I think this is soon ready to merge, before that the following changes would be great:

• decode_message2 and decode_message3 should return the shared secret, which is currently computed in the stateful code using the dh function, I think cryptography should only be done in the total code (with the exception of the private to public key operations, I guess)
• nit: it would be nice if lemmas on the total code were using the same arguments as the functions that are proved unless there is a good reason, e.g. compute_message1 takes as input gx and gy but the lemma takes as input msg1 (that contains gx) and y (from which we can compute gy)
• nit: remove most of the commented code in Debug.Proof, and maybe replace that with informal explanations? (e.g. "Other ways to do the proof is to call the lemmas explicitly, or to call versions of the lemmas with "forall traces", here we use SMT patterns to do the proof automatically" or something like that)

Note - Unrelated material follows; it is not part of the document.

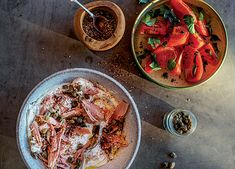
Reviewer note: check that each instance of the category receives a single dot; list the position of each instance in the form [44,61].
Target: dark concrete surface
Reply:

I can take care of cleaning the proofs in SecurityProperties (or at least, see how much of it can be cleaned, given that they are already quite good!)

[TWal]

It looks good, other than some minor comments!

[qaphla]

Looks good to me.

We may want to think about naming of the properties (as @TWal notes they aren't exactly forward secrecy), but I see no technical problems currently.